Otro recuerdo. Uno doloroso. Capaz de atravesar su nueva coraza. Aquella que creó cuando él se marchópara que nadie lo hiriera,para que nadie se le acercara. Para no crear ningún vinculo. Tal y como lo hizo su padre.

Quizás a ese punto aun no llegaba. Encerrarse en sí mismo, mantener las veinticuatro horas del día una pose de "yo-soy-Dios" y una mueca de superioridad eran las acciones que odiaba de forma innata. Conjuntamente, no lograba aislarse de los demás porque su impulsivo carácter (herencia que agradecía internamente) le impedía pensar demasiado sus actos. Le gustaba el cariño de otros. Sobretodo… extrañaba tanto esos abrazos…

Lo logré.

Llego a una parte tupida del bosque. Sus penetrantes ojos color añil visualizaron rápidamente un árbol peculiar. Un viejo Alerce, tan alto que no veías su término. Su tronco firme y ancho te hacía pensar cuantas personas bastarían para rodearlo. Su madera, algo gris por el pasar del tiempo, invitaba a miles de mariposas a posar sobre él. Parecía fuerte, intocable e intacto desde cierto punto de vista pero, si se rodeaba un poco en su eje, era visible una gran grieta de forma circular en su centro debido a ciertos entrenamientos.

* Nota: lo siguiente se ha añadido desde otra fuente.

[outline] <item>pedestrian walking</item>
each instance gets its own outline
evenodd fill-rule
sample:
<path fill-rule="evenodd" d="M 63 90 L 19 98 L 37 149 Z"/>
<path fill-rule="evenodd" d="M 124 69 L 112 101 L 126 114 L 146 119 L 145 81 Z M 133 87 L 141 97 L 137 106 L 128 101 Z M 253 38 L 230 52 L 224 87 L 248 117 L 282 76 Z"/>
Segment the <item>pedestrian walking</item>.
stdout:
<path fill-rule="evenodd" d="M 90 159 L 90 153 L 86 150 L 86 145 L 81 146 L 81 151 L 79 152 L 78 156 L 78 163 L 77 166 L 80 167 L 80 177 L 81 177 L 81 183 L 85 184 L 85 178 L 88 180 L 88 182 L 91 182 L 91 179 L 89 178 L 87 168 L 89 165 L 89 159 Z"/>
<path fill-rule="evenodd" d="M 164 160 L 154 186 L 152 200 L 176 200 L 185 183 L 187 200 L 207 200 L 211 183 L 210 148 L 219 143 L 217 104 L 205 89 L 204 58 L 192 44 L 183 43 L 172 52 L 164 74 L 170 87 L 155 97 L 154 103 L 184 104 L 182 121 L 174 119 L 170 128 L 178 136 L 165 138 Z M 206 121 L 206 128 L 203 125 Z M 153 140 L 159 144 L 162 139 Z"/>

Ése era el árbol donde él le enseño el principio básico de su mejor técnica.

Ya te alcancé.

Dentro de todo ese colorido y hermoso follaje, un pequeño ser viviente llamó la atención de nuestro joven. Una mariposa con unas preciosas alas alargadas y finas, y de un color idéntico al azul del cielo lo incitaba a acercarse. Y esa sensación volvía a aparecer.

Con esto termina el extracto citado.